Before the one-hour special that tread on the minefield of child custody aired Oct. 20, CPTV described it as a "powerful new documentary" that "chronicles the impact of domestic violence on children and the recurring failings of family courts across the country to protect them from their abusers."
Critics say fathers were demonized in the show and not given a chance to respond.
"Breaking the Silence," which mostly featured interviews with victims of abuse, including New York Yankees manager Joe Torre and Parade Magazine Chairman and CEO Walter Anderson, was broadcast on 235 stations nationwide, about 69 percent of all PBS stations.
A senior editor at the Times-Union in Albany wrote in an op-ed piece that the film "deserves a Nobel Prize for honesty." But other commentators noted its lack of balance, including a Boston Globe writer who said it "presents a skewed and sensationalist picture."
Since then, criticism of the documentary has grown - PBS reports receiving almost 4,000 e-mails, most of them negative - which led Getler to weigh in with his first ombudsman report. (He was named PBS' first ombudsman in October; he previously held the same position at The Washington Post.)
PBS' own internal report on the documentary's fairness has been delayed to consider additional material, its officials said Tuesday.
Critics of the program say it lacks objectivity and balance and does not provide evidence to back up the show's assertions, and note "the complete absence of fathers and their perspective in the documentary," Getler said.
Not only is an opposing view not offered, he said, there isn't evidence that an opposing view might exist.
Critics particularly railed against the documentary's dismissal of parental alienation syndrome as "junk science." The syndrome is one in which one parent poisons a child's opinion of the other in custody cases.
A CPTV press release asserted that "despite being discredited by the American Psychological Association and similar organizations, [parental alienation syndrome] continues to be used in family courts as a defense for why a child is rejecting the father."
The American Psychological Association fired back in its own statement, saying it "does not have an official position on Parental Alienation Syndrome, pro or con. The Connecticut Public Television press release is incorrect."
The co-producers of the documentary, at their website, have offered a clarification: "We do not make the assertion that the phenomenon of alienation does not exist, simply that PAS seems to be wrongly used as scientific proof to justify taking children away from a protective parent."

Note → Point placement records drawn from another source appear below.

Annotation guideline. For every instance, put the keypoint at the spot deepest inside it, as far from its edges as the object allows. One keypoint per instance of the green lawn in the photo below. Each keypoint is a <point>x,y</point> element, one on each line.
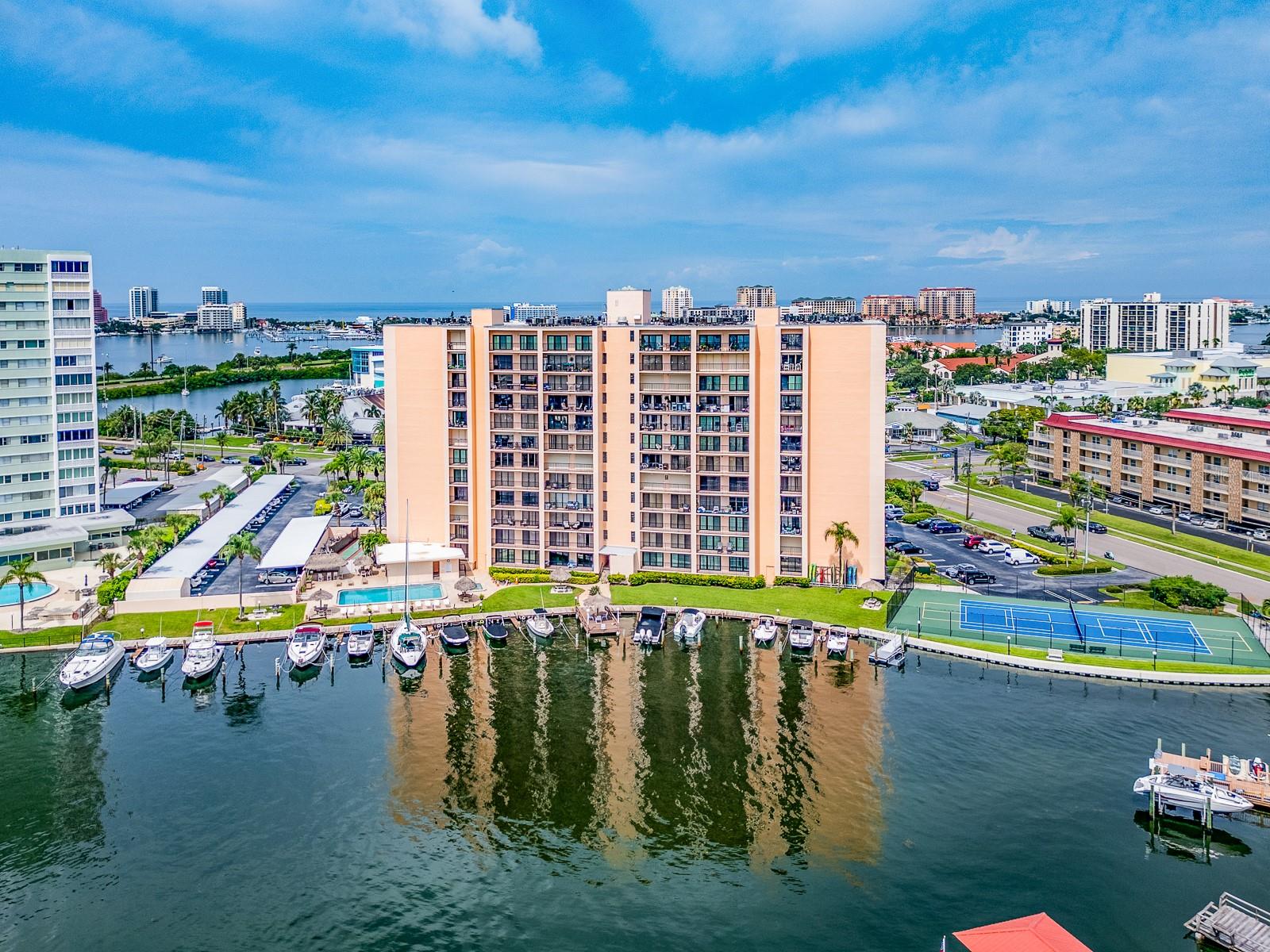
<point>819,605</point>
<point>1194,546</point>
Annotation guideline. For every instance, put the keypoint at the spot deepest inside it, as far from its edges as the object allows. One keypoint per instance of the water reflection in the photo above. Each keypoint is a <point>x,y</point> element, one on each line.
<point>715,752</point>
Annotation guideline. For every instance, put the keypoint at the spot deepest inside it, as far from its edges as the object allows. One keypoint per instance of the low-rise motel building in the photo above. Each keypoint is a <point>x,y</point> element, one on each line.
<point>723,442</point>
<point>1206,460</point>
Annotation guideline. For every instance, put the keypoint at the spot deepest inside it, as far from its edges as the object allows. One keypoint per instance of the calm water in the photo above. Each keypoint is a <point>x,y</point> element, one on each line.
<point>711,800</point>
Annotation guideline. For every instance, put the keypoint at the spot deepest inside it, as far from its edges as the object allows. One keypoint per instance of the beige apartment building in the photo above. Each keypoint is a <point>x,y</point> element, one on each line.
<point>889,306</point>
<point>946,304</point>
<point>756,296</point>
<point>1213,461</point>
<point>698,446</point>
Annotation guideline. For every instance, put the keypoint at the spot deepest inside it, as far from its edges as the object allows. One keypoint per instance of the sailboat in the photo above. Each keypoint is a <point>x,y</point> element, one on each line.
<point>406,643</point>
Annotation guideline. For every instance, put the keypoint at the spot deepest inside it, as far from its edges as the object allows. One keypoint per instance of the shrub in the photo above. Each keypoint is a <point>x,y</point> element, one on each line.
<point>1176,590</point>
<point>727,582</point>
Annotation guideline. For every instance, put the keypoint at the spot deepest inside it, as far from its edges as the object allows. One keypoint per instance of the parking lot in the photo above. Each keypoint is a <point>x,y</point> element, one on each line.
<point>310,489</point>
<point>1015,581</point>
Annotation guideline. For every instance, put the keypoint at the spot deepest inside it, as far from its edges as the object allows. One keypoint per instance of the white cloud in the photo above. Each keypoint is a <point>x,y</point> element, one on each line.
<point>1003,247</point>
<point>461,27</point>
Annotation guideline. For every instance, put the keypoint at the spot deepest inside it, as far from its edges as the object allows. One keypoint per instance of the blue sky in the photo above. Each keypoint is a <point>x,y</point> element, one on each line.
<point>433,150</point>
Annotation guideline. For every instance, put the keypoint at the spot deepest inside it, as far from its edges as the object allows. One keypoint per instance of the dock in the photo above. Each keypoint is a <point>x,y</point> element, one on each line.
<point>1232,924</point>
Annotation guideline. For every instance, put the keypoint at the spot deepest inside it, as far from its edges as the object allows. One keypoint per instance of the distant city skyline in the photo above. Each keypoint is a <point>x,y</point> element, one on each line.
<point>418,150</point>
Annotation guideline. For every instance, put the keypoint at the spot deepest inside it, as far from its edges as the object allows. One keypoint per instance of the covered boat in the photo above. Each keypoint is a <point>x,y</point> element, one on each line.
<point>95,658</point>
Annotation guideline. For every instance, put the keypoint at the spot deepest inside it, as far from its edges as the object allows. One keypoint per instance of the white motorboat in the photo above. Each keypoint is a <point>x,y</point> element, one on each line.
<point>651,626</point>
<point>765,630</point>
<point>95,658</point>
<point>689,625</point>
<point>361,641</point>
<point>802,635</point>
<point>406,644</point>
<point>452,632</point>
<point>540,624</point>
<point>889,655</point>
<point>202,654</point>
<point>156,654</point>
<point>306,647</point>
<point>1183,789</point>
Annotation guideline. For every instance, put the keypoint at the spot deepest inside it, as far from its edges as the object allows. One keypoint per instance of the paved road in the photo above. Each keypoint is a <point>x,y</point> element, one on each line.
<point>1134,554</point>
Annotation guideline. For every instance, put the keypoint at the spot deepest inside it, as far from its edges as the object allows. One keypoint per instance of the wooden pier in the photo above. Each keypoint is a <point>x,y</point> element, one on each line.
<point>1232,924</point>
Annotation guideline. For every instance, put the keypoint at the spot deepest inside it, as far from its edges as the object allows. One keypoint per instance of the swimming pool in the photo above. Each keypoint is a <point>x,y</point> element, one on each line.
<point>37,589</point>
<point>387,593</point>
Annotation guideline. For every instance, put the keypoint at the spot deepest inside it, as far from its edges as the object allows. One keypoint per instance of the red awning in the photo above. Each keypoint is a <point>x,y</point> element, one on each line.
<point>1032,933</point>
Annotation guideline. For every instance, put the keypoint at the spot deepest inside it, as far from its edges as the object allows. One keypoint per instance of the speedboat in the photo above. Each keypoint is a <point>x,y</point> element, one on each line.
<point>495,628</point>
<point>651,626</point>
<point>406,644</point>
<point>452,632</point>
<point>802,635</point>
<point>687,626</point>
<point>889,655</point>
<point>202,654</point>
<point>765,630</point>
<point>361,641</point>
<point>95,658</point>
<point>540,624</point>
<point>1183,789</point>
<point>306,647</point>
<point>156,655</point>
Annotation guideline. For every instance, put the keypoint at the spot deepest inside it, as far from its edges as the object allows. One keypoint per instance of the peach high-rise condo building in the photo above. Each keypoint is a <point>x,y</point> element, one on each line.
<point>946,304</point>
<point>723,442</point>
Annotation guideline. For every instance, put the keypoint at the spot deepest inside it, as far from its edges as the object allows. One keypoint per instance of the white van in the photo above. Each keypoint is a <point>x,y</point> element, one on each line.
<point>1022,556</point>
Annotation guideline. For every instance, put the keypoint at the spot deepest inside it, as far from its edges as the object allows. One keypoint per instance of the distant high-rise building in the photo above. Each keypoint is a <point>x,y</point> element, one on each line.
<point>838,306</point>
<point>526,311</point>
<point>952,304</point>
<point>99,314</point>
<point>141,302</point>
<point>1047,306</point>
<point>1155,324</point>
<point>675,301</point>
<point>889,306</point>
<point>756,296</point>
<point>629,305</point>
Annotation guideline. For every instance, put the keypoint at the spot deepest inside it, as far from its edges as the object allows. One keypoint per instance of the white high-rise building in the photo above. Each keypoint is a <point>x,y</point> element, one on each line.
<point>675,301</point>
<point>141,302</point>
<point>1153,324</point>
<point>48,455</point>
<point>629,305</point>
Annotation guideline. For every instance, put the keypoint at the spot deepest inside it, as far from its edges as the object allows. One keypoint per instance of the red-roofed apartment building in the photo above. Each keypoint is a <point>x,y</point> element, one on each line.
<point>1213,461</point>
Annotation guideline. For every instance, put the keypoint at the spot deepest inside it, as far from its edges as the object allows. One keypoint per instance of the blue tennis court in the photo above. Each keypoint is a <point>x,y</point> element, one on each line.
<point>1077,625</point>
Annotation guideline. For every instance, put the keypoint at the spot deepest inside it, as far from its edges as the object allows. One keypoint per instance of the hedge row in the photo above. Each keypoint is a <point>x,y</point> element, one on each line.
<point>725,582</point>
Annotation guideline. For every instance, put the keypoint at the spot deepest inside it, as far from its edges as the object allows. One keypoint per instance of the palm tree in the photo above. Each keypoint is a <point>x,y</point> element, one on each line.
<point>841,533</point>
<point>370,543</point>
<point>23,575</point>
<point>241,546</point>
<point>111,564</point>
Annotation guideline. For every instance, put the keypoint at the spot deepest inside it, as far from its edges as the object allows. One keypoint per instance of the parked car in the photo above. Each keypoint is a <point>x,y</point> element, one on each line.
<point>1022,556</point>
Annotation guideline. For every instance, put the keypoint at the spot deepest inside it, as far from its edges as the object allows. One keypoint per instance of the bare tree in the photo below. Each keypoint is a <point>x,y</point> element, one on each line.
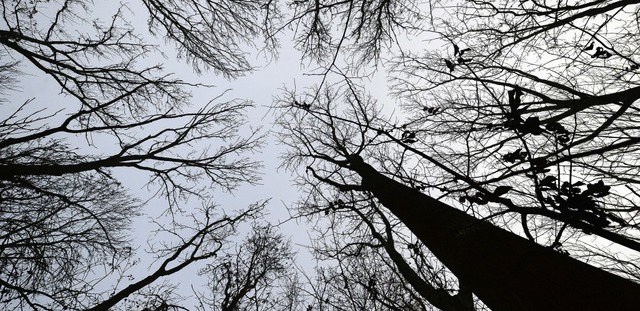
<point>486,260</point>
<point>65,209</point>
<point>254,276</point>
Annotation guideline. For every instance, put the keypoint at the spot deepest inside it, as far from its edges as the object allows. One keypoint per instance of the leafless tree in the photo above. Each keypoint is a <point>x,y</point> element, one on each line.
<point>254,276</point>
<point>65,209</point>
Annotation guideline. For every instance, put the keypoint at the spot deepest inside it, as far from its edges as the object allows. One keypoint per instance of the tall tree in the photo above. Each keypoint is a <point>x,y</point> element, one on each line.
<point>65,209</point>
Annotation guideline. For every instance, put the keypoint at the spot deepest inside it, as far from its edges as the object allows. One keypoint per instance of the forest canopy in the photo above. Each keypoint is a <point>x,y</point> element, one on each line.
<point>520,114</point>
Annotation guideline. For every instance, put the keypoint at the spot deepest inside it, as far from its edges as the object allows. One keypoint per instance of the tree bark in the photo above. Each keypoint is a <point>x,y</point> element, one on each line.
<point>505,271</point>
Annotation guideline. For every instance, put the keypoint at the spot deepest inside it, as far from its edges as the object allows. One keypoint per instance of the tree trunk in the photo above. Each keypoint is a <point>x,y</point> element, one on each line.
<point>505,271</point>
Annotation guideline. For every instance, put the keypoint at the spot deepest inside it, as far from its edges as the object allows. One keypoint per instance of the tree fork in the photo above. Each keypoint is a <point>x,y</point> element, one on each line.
<point>506,271</point>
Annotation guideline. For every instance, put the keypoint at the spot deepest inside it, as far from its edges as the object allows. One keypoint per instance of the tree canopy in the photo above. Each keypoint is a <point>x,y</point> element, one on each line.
<point>520,114</point>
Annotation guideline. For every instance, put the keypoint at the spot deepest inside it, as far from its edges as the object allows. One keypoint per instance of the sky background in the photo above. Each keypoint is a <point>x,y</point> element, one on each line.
<point>271,77</point>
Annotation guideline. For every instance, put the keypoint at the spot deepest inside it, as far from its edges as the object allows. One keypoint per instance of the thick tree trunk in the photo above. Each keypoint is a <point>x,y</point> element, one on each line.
<point>505,271</point>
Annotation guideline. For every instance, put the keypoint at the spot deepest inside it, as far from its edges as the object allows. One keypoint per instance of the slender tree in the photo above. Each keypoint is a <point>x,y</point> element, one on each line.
<point>65,209</point>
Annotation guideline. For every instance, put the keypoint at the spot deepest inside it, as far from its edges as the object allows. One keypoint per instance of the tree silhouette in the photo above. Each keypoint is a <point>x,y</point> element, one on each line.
<point>65,209</point>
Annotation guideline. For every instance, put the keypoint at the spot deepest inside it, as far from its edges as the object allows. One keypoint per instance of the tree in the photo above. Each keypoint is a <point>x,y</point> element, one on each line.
<point>65,210</point>
<point>255,277</point>
<point>504,270</point>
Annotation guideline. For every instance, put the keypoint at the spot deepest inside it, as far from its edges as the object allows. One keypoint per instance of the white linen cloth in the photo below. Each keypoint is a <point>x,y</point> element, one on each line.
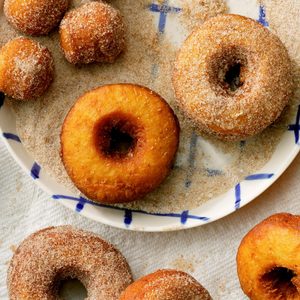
<point>208,252</point>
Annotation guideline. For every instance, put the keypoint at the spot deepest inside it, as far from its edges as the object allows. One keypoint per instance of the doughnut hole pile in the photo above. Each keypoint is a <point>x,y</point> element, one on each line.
<point>93,32</point>
<point>26,69</point>
<point>35,17</point>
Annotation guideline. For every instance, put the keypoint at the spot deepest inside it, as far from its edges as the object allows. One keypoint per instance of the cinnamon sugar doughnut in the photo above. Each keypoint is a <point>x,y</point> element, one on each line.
<point>118,142</point>
<point>166,285</point>
<point>232,77</point>
<point>54,254</point>
<point>26,69</point>
<point>94,32</point>
<point>268,259</point>
<point>35,17</point>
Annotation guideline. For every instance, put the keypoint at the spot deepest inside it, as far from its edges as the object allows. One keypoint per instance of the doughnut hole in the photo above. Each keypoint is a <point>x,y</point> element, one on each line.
<point>228,70</point>
<point>117,136</point>
<point>278,282</point>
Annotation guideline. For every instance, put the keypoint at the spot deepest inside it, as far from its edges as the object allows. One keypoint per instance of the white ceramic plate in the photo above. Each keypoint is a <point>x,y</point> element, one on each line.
<point>212,210</point>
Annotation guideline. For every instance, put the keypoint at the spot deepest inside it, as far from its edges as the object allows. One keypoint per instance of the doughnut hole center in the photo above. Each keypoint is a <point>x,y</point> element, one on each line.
<point>278,282</point>
<point>117,136</point>
<point>228,70</point>
<point>72,289</point>
<point>232,79</point>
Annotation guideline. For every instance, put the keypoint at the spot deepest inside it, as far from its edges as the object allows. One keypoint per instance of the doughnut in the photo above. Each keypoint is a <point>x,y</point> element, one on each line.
<point>166,285</point>
<point>232,77</point>
<point>118,142</point>
<point>93,32</point>
<point>35,17</point>
<point>48,257</point>
<point>268,259</point>
<point>26,69</point>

The documentary was co-produced by filmmakers Catherine Tatge and Dominique Lasseur, who had previously made "The Question of God: C.S. Lewis and Sigmund Freud" for public television.
"I have no doubt that this subject merited serious exposure and that these problems exist and are hard to get at journalistically," Getler wrote. "But it seemed to me that PBS and CPTV were their own worst enemy and diminished the impact and usefulness of the examination of a real issue by what did, indeed, come across as a one-sided advocacy program."
By not recognizing opposing points of view, he wrote, "there was a complete absence of some of the fundamental journalistic conventions that, in fact, make a story more powerful and convincing because, they - at a minimum - acknowledge that there is another side."
While PBS' objectivity guidelines may not have been "clearly breached," he said, "Breaking the Silence" "came across as quite tilted to me."
The program got a similar response from one of the two newly installed ombudsmen at the Corporation for Public Broadcasting, the private, nonprofit entity that seeks funding for programming on PBS.
"There is no hint of balance in `Breaking the Silence,'" Ken Bode wrote in a CPB report late last month. "The producers apparently do not subscribe to the idea that an argument can be made more convincing by giving the other side a fair presentation."
It is NOT going well for the Public Television people involved in this program. But, like CBS first tried to do when it was caught - the liberal cabal within PBS will try to stonewall, stonewall, stonewall.